Autor:  Antonio Contreras, Estudiante de Derecho

Primero, aclaraciones básicas. El servicio de taxi en Costa Rica, es un servicio público, en ese sentido le corresponde al Estado la satisfacción del mismo, para lo cual el Estado ha utilizado una figura legal que se llama concesión.

Esta concesión es una especie de permiso que el Estado da en forma individual o en forma colectiva a conductores que cumplen una serie de requisitos descritos en la Ley, para que éstos puedan prestar este servicio en forma directa y puedan lucrar con ello. Por consiguiente, no cualquier conductor puede ser taxista ni todo vehículo puede ser taxi, al menos no de forma legal.

Respecto de Über, sabemos que es una agrupación que reúne a conductores y vehículos con ciertas calificaciones, a los cuales “afilia” y los incluye en una plataforma informática que funciona como red de conexión entre los usuarios y los afiliados, todo ello con el fin de brindar el servicio que otrora dan los taxis formales.

¿Cuál es el problema? El problema radica en que todas las gestiones de Über se desarrollan al margen de la Ley que regula la prestación del servicio, pues claro está que Über no cuenta con la concesión por parte del Estado para prestar el servicio, ni tampoco está comprometido en ningún sentido con la Hacienda pública ni con los requisitos de Ley en esta materia. (Seguros de accidentes, pólizas etc..)

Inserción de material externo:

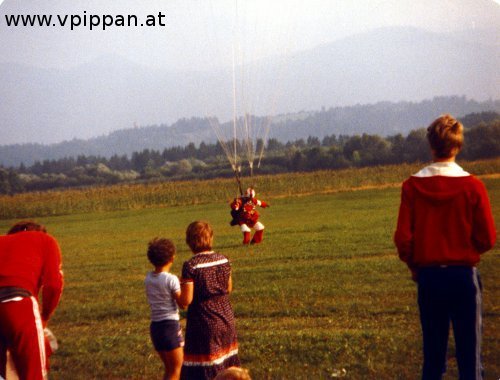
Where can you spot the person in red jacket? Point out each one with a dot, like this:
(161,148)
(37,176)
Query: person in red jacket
(445,223)
(30,262)
(244,213)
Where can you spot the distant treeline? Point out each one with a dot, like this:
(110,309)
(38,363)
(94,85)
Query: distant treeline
(482,140)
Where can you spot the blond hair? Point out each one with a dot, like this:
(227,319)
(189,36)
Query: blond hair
(199,236)
(445,136)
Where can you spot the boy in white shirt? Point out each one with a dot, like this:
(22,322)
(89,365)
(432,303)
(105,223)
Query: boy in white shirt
(164,295)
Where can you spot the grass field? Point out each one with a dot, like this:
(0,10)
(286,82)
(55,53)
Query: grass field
(324,292)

Esto, además de ser un problema de legalidad, es un problema de mercado, pues según los taxistas formales, la existencia de Über en Costa Rica amenaza su estabilidad económica como concesionarios legítimos y exclusivos de la prestación del servicio; por esta razón su protesta está enfocada en exigirle al Gobierno su intervención al respecto y el eventual boqueo de la aplicación en Costa Rica.

Ahora bien, después de esta rápida descripción del problema, quiero hacer énfasis en algunos comentarios que he escuchado al respecto. Para ello quiero enumerar los siguientes enunciados:

Primero, no todos los taxistas rojos son malas personas, ni todos alteran “la maría”. Es un error radicalizar la posición en esa generalidad. Pues claramente las conductas denunciadas por los usuarios sí ocurren, pero, también hay buenas personas conduciendo taxis rojos, en lo personal, me consta.

Segundo, no todo lo de Über es maravilloso. ¿Qué pasa si uno tiene un accidente utilizando el servicio de Über, te cubre algún seguro o póliza especial especial? No. ¿tenés la garantía de que el vehículo que te lleva al lugar de destino está en buenas condiciones como para prestar el servicio? No. ¿Es justo que los taxistas rojos si tengan que pagar impuestos/tasas que contribuyan a la hacienda pública y los de Über no? No, no es justo.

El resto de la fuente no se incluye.